Obstáculos en la meditación: Negatividad

Obstáculos y retos:

Negatividad

Las heridas duelen, y hasta que no están cicatrizadas supuran, pican y molestan. Hay muchos tipos de heridas, pero las más aparatosas son las que hacen mella en nuestra valía personal, en nuestra imagen y autoestima. De niños, todos hemos inflado más de la cuenta un globo que al más mínimo roce explotó en bellos colores. Entonces, no fue fácil consolarnos por la pérdida. Ya de adultos, casi todos, hemos caído en un pecado básico: aparentar ser más de lo que somos. Nos hemos inflado más de la cuenta y hemos tropezado con los seres y… hasta con los enseres. Queremos ser los mejores amigos, los mejores amantes, los mejores en el trabajo y los más simpáticos en la fiesta. Prometemos lo imposible y ofrecemos nuestra disponibilidad absoluta para mediar en crisis, ayudar en mudanzas, aliviar duelos y ser exquisitamente hospitalarios.
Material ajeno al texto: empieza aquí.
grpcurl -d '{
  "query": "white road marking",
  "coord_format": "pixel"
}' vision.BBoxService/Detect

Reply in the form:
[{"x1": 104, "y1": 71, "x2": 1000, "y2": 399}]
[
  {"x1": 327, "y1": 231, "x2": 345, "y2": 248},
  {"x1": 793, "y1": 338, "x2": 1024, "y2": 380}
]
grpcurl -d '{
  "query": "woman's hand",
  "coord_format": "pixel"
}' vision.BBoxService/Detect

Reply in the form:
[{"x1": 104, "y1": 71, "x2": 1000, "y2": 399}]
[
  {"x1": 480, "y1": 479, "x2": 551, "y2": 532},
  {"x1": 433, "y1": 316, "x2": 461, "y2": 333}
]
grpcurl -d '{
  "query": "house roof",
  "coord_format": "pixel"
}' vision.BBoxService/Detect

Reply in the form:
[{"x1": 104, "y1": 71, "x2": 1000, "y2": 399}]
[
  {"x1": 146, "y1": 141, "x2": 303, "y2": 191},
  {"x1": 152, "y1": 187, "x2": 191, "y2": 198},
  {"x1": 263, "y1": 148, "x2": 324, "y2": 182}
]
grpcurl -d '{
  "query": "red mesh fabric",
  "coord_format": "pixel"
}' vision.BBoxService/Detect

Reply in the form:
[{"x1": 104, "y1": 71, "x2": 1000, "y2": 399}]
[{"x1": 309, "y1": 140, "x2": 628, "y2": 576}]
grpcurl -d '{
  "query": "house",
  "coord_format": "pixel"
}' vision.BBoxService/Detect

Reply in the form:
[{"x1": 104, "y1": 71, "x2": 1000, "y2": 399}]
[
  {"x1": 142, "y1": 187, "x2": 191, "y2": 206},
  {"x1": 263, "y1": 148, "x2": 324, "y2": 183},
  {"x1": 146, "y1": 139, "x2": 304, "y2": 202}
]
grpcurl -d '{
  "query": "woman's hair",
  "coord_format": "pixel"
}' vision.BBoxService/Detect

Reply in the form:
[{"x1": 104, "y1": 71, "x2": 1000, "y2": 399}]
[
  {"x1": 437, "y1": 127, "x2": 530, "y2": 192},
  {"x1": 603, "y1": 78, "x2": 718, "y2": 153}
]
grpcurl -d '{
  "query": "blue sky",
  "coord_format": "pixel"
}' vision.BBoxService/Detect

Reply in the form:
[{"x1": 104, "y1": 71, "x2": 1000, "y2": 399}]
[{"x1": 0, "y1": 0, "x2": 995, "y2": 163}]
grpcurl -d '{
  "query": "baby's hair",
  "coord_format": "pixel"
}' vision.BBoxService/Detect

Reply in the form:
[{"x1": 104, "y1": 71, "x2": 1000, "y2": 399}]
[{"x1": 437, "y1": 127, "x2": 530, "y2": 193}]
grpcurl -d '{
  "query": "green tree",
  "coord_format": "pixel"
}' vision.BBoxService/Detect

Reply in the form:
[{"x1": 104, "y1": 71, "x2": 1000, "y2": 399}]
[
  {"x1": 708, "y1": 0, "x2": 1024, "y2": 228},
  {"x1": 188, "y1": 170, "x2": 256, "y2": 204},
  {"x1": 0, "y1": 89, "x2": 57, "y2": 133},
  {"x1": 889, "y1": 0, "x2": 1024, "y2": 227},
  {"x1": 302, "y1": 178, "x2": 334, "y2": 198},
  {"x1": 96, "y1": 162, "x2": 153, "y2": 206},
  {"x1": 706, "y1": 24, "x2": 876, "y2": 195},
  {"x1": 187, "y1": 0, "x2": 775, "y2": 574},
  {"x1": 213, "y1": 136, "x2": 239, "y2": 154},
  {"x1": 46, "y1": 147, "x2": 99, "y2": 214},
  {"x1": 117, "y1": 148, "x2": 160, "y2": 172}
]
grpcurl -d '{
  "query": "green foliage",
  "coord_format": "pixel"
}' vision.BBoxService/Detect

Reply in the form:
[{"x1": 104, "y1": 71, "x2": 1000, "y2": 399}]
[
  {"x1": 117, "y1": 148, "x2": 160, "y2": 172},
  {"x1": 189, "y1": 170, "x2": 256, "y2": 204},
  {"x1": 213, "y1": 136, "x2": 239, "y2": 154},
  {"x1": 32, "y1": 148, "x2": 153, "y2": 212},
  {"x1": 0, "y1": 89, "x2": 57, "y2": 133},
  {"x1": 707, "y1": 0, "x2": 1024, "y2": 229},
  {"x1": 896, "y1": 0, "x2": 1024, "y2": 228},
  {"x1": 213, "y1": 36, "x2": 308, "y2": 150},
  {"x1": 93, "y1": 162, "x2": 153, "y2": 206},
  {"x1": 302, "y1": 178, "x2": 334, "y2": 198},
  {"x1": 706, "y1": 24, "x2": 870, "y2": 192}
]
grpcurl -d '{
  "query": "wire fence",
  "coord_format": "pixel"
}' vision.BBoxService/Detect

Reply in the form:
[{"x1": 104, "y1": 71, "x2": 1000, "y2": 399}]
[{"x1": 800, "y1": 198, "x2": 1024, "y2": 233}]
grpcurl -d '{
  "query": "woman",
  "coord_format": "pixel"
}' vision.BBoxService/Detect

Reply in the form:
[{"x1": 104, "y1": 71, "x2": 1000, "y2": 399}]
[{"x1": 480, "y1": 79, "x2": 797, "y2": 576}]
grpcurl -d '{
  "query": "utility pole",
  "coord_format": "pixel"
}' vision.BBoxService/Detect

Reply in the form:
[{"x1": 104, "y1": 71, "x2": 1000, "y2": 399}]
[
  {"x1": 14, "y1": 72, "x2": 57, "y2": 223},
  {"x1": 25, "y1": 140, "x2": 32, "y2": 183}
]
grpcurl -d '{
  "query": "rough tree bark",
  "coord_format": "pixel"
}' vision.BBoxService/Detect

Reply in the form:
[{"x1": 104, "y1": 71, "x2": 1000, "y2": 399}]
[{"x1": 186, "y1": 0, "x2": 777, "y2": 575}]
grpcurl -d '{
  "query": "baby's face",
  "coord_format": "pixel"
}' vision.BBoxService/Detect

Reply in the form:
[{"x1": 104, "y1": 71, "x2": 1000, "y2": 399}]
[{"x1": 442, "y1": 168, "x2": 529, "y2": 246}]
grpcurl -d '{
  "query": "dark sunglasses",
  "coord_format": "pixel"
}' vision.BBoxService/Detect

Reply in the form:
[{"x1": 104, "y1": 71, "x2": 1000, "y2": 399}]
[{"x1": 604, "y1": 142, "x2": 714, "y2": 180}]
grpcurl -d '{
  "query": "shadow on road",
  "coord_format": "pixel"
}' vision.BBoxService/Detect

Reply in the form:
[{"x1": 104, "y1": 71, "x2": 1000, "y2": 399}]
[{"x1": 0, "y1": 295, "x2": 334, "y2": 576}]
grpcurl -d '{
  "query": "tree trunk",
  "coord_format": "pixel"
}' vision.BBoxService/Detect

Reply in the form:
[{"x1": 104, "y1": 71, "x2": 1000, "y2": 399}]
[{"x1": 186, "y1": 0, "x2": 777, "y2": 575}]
Mucho de noble hay en esta actitud, pero también mucho gato por liebre y mucho agotamiento.

No terminamos de aceptar nuestra carencia y preferimos dar una imagen de abundancia; no nos gusta la inseguridad y adoptamos un discurso de endiablada coherencia; y no nos gusta sentir la vulnerabilidad del amor y nos acorazamos en la no dependencia.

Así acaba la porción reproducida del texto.